Seth: “No, he does deserve it!”
Zack: “Van Buren is the name of a small-town president, Martin Van Buren.”
Wes Traylor (Bass/Vocals): “Let's see: 'Van' is in there.”
Seth: “That's where it all came from.”
Wes: “It's a good name.”
Seth: “It works because you can be like, 'Van Buren's a sonofabitch!'”
Zack: “Yeah, but it's a fucking piece of shit on tour, y'know? Like 'Van Buren's being a real ass today.'”
Seth: “'Where's Van Buren today?'”
Wes: “'Yeah, where's Van Buren today? Anybody seen Van Buren?'”
Wes: “We bought him from our friend Noonan.”
Seth: “You bet. For not that much money! About a few hundred bucks — a couple months of free rent. This tour, he's [Van Buren] been a real bitch. Yeah, he's got some problems right now. The alignment's been really bad and he kind of shakes. You get to going about 70…”
Wes: “Or like 30 or 20… It shakes all day. The A/C cuts out if you accelerate too hard.”
Seth: “The rear A/C blows cold and hot at the same time.”
Wes: “And there's one seat in the van that is really hot.”
Zack: “It's called 'The Hot Seat.'”
Seth: “We don't really call it that.”
Zack: “Y'know why we call it that name?”
Zack: “Because it's hot.”
Seth: “So far this tour, Van Buren's had maggots, a flat tire, a screw that fell out from underneath the steering wheel. The alternator died. The fuel line had issues.”
Wes: “We had to fix the fuel line.”
Seth: “Two dead batteries.”
Wes: “We were out West and pushed it to the AutoZone.”
Zack: “We pushed it into a parking lot. We were really close and then the van was barely hanging on and died — about 200 feet away. Yeah, luck has been on our side.”
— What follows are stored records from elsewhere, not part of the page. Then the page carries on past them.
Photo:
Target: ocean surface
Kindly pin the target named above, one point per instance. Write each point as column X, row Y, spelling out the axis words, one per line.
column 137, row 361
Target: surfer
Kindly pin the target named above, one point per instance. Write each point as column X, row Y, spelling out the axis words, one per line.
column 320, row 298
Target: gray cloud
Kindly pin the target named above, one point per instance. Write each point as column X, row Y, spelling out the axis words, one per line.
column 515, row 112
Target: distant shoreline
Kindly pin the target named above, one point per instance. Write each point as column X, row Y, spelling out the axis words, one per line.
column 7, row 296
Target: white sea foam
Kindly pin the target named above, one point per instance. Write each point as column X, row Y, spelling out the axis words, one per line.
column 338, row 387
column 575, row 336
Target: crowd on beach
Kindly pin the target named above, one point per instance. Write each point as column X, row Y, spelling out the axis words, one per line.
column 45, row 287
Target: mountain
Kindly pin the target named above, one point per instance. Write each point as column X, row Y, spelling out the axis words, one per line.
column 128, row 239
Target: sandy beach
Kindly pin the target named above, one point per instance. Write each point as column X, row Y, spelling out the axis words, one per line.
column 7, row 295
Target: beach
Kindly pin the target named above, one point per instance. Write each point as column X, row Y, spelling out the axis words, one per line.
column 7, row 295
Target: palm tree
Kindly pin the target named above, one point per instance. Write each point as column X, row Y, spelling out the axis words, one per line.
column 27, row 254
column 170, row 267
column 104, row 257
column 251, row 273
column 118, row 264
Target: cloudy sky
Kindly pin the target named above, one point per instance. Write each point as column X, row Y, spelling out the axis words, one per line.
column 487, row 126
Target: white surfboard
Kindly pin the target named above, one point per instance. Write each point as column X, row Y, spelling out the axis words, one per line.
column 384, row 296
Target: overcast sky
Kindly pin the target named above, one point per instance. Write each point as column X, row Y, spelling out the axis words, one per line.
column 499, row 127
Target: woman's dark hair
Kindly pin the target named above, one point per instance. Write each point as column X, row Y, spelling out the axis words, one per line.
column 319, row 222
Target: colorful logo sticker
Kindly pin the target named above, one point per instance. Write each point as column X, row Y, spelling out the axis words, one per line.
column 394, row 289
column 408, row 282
Seth: “We need it. I'm not sure what keeps us loving her.”
Wes: “We need her. We want something bigger and new. If anybody wants to give us any deals, we could trade or blow her up. But for now, we need her. We love her 'cause we need her.”
Seth: “Him. Van Buren's a him.”
Zack: “A new alternator was pretty fun!”
Seth: “Me and our friend Jono in Denver installed that on a day we were supposed to be driving to Seattle. Also, the thing that keeps the spare tire underneath the car fell off when this place was replacing a tire for us. That was pretty cool, I guess. We had maggots. We knew we had maggots, but we left and it took us two days before we could vacuum them all out.”
Wes: “Those maggots almost made it out to Denver.”
Seth: “It took us a few days get 'em.”
Zack: “Those maggots almost made to Denver.”
Wes: “They actually might have been from Chicago food. Those Chicago maggots almost made it to Denver.”
Wes: “If you bring maggots from Chicago to Tennessee to Denver, you might a have new disease.”
Zack: “A new kind of fly! We also fixed the gear shifter.”
Seth: “Yeah, that's right!”
Wes: “A screw fell out in Montana and hit Zack's foot.”
Zack: “I was driving and screw fell on my foot. I was like, 'Oh. A screw fell out. I'm not sure what this is.' So I just kept driving, and then we pulled over, and when we tried to leave, we couldn't put it in reverse. But we fixed that pretty quickly.”
Seth: “We stopped somewhere and crawled up in there and put it all back together. It's working now.”
Zack: “We all drive.”
Benny Bailey (Guitar/ Keys): “I drive the fastest.”
Seth: “Yeah, Benny drives the fastest.”
Seth: “It's a really a good van that we've somehow got to work. It's a real sonofabitch. But the more we do to him, the more I like him.”
Wes: “The more he lets us do to him, the more I like him. Van Buren's probably really happy right now that he's getting this much attention.”